In the media, discussions are frequently opened by intellectuals about the way we consider animals.
Veterinarians, ethologists, and neuroscientists remind us that animals are still treated as disposable products, no different from cars, furniture, or any other human-owned property, while they are sensitive creatures capable of feeling pain and distress.
Ecologists state that all farming activities have a negative impact on our environment. Statements made by high profile public figures encourage politicians to urgently reconsider the question of animal rights in Europe.
Laurence Parisot, former head of the French MEDEF (Mouvement des Entreprises de France), recently claimed that animal rights are a necessary evolution.
As Europe has always been a leading force towards a more humane society for animals, many NGOs find staggering that real fur is still widely available in Europe and that 6000 fur farms are still operating.
Let’s recall the obvious but forgotten truth: we don’t need to wear fur.
Even in a non-vegetarian world, wearing animal fur when alternatives are widely available is an ethical nonsense.
In fur farms, animals are caged during their entire lives. Studies show that fur-farmed mink suffer from captivity frustration even after 70 generations.
One study published by the zoology department of the University of Oxford clearly suggested that mink kept in cages were enduring immense distress and anxiety. Within the framework of a non invasive experiment, mink deprived of natural activities for 24 hours, like swimming in a pool had a 50% increase in the stress hormone.
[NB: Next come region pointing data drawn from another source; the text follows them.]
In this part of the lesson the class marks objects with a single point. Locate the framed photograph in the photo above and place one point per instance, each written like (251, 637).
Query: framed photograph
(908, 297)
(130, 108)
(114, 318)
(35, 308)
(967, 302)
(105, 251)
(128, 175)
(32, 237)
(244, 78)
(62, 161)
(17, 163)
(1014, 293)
Mink even after so many generations in captivity, still hear the call of the wild confirmed the biologist Georgia Mason (1)
Another fundamental study concluded that enriched environment has no effect on animal welfare.
enrichments were not sufficient to decrease or interrupt stereotypic behaviours (2)
There is evidence that they still need to perform natural activities as it was emphasised in a recent study:
farm mink still use water bassins for swimming volontarily, willingly and extensively although the animals are considered to be domesticated and this is often used as an argument that the behavior of wild mink can not be compared to the behavior of farmed mink (3)
Regarding the environmental aspect of the fur industry, a comprehensive study that was made public last year, showed that the environmental impact of natural mink fur coats and trims is higher than the impact of faux fur coats and trims (4)
Forget the fur.
We aknowledge that some might believe that the animal perspective is not easy to interpret.
That is why we must err on the side of caution.
The European Parliament needs to set a limit.
Wonderful green alternatives are now available and should be considered as the only industry to promote.
We are urging the European Parliament to take a stand toward a greener, more sustainable society, that is fairer to animals, and promote recycling and the use of organic and sustainable textiles, which do not imply the killing of millions of animals, and benefit the fur industry.